US NEWS AND WORLD REPORT - April 18, 1983
WHITE HOUSE SIDEWALK:
MECCA FOR AMERICA'S PROTESTERS
ABORTION FOES, feminists, farmers, nuclear-freeze advocates and war veterans may share little common ground on the issues. But when it comes to demonstrating, they often occupy the same turf--in front of the White House.
The sidewalk outside the northwest gate of the Executive Mansion is a magnet for protesters of every stripe. They are drawn not only by the symbolism of the place but also by the presence of network-television cameras nearby.
It is the closest America comes to having a forum like "speaker's corner" in London's Hyde Park, where listeners gather to hear impromptu oratory.

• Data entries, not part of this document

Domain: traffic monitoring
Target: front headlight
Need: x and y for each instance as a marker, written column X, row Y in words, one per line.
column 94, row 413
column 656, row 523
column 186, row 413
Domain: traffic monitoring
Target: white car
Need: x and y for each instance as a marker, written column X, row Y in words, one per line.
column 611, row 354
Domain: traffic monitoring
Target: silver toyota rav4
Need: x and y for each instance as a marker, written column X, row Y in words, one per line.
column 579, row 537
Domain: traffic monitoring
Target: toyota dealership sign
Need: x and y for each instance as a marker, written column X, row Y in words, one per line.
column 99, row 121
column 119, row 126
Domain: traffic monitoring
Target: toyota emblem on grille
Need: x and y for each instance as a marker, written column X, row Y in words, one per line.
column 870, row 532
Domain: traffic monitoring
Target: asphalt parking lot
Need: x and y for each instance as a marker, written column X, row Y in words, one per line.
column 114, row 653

Among recent protesters were hundreds of sign-waving federal employees angrily opposed to requiring future government workers to join the Social Security system. At the same time, in Lafayette Square across Pennsylvania Avenue from the White House anti-poverty demonstrators put up tents as part of a "Reaganville" to dramatize the President's cuts in social programs.
Most people picket for only a short while. But the White House fence also attracts a handful of vagrants eccentrics and diehard protesters who picket and hand out leaflets to tourists day in and day out for months or even years. One who was a regular for a time was Norman Mayer the man shot to death by police December when he drove his truck up to the 'Washington Monument and threatened to blow it up as a protest against nuclear arms.
Explains a White House security official: "People who are frustrated and can't get satisfaction anywhere else eventually come here."